Tesla, others help Puerto Ricans go solar amid turmoil
ADJUNTAS, PUERTO RICO » Ten months after Hurricane Maria, Adjuntas still loses power any time a heavy rain or wind pounds the rickety power lines feeding this town high in the central mountains of Puerto Rico.
That leaves its 20,000 people once again in the dark, without light, fresh water or air conditioning — except for a handful of homes and businesses glowing in the night thanks to solar energy.
The people of Adjuntas call those places “cucubanos,” an indigenous Puerto Rican firefly. They’re part of a small but growing movement to provide the U.S. territory with sustainable, renewable energy independent of the decrepit power grid.
A scattering of hardware stores, barbershops and corner stores across the island are embracing solar energy, trying to wean themselves off a state- owned power company that remains heavily dependent on imported petroleum. The numbers remain small — a few dozen or hundreds out of millions of power users— but power industry officials and environmentalists are closely watching this as a test of whether Puerto Rico can make a large-scale switch to renewable, off-grid energy.
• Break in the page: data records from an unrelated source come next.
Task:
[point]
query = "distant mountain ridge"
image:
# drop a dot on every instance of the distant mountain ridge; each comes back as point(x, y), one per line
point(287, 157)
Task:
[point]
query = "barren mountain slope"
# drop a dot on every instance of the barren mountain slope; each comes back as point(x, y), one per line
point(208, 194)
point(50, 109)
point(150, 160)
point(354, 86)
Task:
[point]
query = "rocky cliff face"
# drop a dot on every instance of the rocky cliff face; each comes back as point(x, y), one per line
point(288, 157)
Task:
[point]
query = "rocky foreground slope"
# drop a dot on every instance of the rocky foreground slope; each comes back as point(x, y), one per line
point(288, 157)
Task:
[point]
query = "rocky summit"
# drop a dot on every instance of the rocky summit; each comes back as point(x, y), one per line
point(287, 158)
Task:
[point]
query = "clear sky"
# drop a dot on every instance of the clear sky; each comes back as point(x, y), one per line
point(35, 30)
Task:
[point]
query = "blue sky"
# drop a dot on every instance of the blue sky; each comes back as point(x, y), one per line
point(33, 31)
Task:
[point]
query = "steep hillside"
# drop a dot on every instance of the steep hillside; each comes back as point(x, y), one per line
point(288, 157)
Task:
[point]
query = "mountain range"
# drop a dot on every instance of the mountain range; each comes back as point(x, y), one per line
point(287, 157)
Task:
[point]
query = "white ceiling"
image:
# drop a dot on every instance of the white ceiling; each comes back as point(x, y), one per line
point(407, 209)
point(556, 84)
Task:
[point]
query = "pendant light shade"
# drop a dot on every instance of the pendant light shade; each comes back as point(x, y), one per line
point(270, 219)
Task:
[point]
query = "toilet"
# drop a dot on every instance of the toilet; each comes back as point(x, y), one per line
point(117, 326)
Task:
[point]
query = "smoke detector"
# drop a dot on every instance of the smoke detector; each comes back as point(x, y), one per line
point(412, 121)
Currently, renewables represent 4 percent of generation at Puerto Rico’s power company, against a U. S. national average of 15 percent, so it likely will be years before solar could account for a significant share of Puerto Rico power.
Even so, “Puerto Rico can be an experimental workshop for solar and wind,” Rep. Darren Soto, a Florida Democrat, said at a congressional hearing Wednesday.
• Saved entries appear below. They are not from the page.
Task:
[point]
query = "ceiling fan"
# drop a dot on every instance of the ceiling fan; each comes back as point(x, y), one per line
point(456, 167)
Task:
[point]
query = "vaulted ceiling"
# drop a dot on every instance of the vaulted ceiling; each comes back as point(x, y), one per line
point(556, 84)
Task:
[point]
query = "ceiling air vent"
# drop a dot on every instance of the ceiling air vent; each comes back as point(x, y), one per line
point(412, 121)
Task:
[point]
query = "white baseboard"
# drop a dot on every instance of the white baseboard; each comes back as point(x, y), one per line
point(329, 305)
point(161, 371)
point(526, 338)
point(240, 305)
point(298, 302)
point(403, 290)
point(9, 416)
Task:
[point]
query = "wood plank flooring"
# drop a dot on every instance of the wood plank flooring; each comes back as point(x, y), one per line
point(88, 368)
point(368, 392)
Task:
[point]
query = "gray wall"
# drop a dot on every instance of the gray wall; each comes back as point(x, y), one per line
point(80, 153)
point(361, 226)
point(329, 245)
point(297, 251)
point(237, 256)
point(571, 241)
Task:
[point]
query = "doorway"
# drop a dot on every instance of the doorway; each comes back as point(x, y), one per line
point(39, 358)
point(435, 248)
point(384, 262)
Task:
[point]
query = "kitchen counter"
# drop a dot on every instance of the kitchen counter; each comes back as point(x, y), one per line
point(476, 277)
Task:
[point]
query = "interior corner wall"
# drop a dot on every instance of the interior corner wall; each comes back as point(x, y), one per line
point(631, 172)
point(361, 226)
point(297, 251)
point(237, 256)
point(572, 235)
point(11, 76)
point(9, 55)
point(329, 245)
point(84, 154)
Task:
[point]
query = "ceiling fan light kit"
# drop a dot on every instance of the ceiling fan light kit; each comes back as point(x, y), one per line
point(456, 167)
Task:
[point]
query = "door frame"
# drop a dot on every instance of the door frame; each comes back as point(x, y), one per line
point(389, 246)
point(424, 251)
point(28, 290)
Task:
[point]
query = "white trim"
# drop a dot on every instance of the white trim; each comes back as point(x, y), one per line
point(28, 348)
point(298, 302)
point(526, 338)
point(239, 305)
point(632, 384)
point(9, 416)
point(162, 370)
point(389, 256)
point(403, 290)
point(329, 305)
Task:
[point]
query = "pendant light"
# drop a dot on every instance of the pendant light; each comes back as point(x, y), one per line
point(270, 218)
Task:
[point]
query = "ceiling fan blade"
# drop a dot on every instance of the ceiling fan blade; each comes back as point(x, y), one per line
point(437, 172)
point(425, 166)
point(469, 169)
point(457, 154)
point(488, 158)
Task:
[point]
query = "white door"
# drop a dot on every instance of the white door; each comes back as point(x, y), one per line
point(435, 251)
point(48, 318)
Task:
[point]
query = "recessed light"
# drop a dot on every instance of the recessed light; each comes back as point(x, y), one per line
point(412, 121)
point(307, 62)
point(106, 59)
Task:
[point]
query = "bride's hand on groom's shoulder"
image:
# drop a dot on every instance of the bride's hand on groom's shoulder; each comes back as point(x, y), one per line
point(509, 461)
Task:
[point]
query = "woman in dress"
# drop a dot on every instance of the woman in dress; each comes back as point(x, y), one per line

While Adjuntas is dotted with solar-powered islands, a community of 12 homes in the mountain town of Las Piedras still lacks central power and is operating exclusively on solar energy provided by Tesla, the hightech maker of electric cars and other power products. It installed 160 solar panels on a plot of land owned by resident Jose Santana.
Santana, an electronics technician, said he loves the smartphone app that lets him monitor the solar-charged Tesla batteries. He said the government should consider going solar and dumping the current “archaic” power grid.
“This can pull us out of the mess we’re in,” he said. “There’s nothing wrong with having a vision of the future. It’s time to start making changes.”
As in Las Piedras, some solar users are relying on corporations and nonprofit groups to donate the expensive equipment. Others have become so exasperated with continuing outages that they are taking it upon themselves to install their own systems.
“I’m a musician. I have a salsa orchestra. I know nothing about electricity,” said Felix Torres, who recently installed nine solar panels on the roof of his home, perched on a mountain in the eastern city of Caguas. “I was afraid of getting electrocuted and damaging equipment worth thousands of dollars. ... But we should not depend so much on the government. They already have their hands full.”